Two young girls find a suitcase in the woods. And like a Pandora’s box, that discovery opens up a sense of possibility, but also the potential for danger.
So goes the potent, provocative narrative contained in the photographs in Holly Andres’ exhibition “The Fallen Fawn,” currently on view at Jackson Fine Art. Using a color palette that suggests vintage Kodachrome, with hypersaturated, gaudy peaches and sickly seafoams, this young Portland, Ore.-based photographer has created a coming-of-age story set at midcentury that captures all the ambiguity, sense of danger, complexity, mystery, promise and fear that such an awakening can have for young girls.

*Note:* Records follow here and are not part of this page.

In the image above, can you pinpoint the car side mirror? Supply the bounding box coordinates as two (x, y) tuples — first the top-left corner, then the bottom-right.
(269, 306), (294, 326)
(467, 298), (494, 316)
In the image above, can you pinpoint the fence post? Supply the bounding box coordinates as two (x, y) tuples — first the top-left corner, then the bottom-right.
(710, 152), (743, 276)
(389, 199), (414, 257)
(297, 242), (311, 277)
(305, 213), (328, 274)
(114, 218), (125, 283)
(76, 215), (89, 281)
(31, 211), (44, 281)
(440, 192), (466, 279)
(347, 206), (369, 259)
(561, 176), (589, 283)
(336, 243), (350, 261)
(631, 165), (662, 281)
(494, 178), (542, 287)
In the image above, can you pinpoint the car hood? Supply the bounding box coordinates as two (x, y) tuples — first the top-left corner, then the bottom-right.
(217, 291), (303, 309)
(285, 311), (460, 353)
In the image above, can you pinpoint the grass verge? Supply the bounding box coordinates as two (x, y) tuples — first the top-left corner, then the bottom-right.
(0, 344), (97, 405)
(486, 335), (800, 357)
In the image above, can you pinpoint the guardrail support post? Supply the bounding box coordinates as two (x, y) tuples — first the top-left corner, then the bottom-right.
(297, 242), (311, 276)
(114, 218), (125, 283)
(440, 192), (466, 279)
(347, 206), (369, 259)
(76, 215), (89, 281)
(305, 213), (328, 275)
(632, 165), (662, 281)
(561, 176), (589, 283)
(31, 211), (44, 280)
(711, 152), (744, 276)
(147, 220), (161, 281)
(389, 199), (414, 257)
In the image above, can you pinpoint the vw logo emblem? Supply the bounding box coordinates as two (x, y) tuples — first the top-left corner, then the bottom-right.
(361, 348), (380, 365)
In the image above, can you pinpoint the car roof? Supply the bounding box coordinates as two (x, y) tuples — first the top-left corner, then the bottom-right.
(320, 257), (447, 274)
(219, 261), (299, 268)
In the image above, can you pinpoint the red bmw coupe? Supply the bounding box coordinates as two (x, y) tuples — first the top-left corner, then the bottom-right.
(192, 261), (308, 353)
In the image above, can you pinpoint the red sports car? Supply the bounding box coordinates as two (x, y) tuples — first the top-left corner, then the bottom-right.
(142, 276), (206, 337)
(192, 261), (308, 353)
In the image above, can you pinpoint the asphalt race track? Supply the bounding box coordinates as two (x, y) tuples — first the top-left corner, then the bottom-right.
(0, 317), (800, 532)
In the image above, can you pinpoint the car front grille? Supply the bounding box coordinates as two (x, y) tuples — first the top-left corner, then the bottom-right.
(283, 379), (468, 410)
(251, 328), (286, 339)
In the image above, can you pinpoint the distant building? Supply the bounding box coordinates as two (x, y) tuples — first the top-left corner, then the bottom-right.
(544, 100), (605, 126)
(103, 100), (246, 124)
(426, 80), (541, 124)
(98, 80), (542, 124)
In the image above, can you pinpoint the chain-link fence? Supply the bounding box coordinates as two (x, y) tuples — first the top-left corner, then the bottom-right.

This psychologically complex, gorgeously photographed drama begins with a veneer of glamour and danger in images of an unseen woman in a vintage car, her red lipstick-stained cigarette, crimson fingernails, cigarette smoke and a deer in the road. Has there been an accident, or something more sinister? A high heel floating in the water suggests personal disaster either way.
As the story proceeds in “First Blush: Elk Rock Island,” the sisters discover a treasure trove of hyper-feminine accouterments in that enigmatic suitcase: lipstick, face powder, underwear, high heels, a diary and filmy nightgowns the color of pastel buttermints. The suitcase seems to hold all of the enticing secrets of womanhood for the young girls at the center of Andres’ photographs. In dramatic, emotionally resonant terms, “The Fallen Fawn” suggests a film noir or mystery novel in which femininity is the ultimate mystery.
Told from a female point of view, through the eyes of both its young protagonists and its photographer, Andres’ series uses the vernacular of Nancy Drew and David Lynch to create a story about the loaded, fraught, bittersweet experience of passing from girl to woman.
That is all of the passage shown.